Je flottais dans ce monde de souvenirs, loin de la réalité de ma lutte pour la survie. C'était comme si j'avais été transporté dans un autre lieu, un espace où le temps et l'espace n'avaient plus de sens, où seul comptait le défilé de ma vie.

Alors que je m'abandonnais à cette expérience, une lumière éclatante apparut. Elle grandit, englobant tout mon champ de vision, m'invitant à me laisser emporter. Et, dans cette lumière, une silhouette se dessina. Une figure à la fois étrangère et familière, empreinte d'une douceur et d'une bienveillance infinies.

C'était une présence réconfortante, comme un guide attendant de me montrer le chemin. Mais, ce chemin, était-il celui du retour à la vie ou de la découverte d'un monde inconnu ?

La silhouette s'avança vers moi, ses contours devenant plus nets à mesure qu'elle se rapprochait. C'était une figure d'une beauté indescriptible, enveloppée d'une lumière douce et apaisante. Ses yeux, empreints d'une sagesse infinie, me regardaient avec une bienveillance qui transcendait le temps et l'espace. Dans ce regard, je trouvais un réconfort incommensurable, comme si j'étais en présence d'un être ancestral, un gardien des âmes perdues.
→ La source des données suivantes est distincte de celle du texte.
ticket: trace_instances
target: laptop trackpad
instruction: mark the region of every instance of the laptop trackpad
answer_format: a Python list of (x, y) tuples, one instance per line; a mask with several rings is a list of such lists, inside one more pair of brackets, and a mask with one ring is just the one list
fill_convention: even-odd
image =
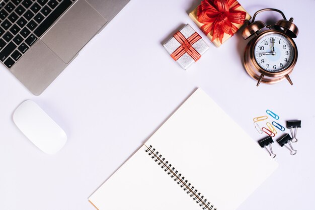
[(68, 63), (107, 22), (85, 0), (79, 0), (41, 39)]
« Ne crains rien », dit la silhouette d'une voix qui semblait directement résonner dans mon esprit. « Tu es en sécurité ici. C'est un lieu de passage, un pont entre les mondes. »

Des questions se bousculaient dans ma tête, mais aucun mot ne parvenait à franchir mes lèvres. La figure me sourit doucement, apaisant mes craintes et mes interrogations.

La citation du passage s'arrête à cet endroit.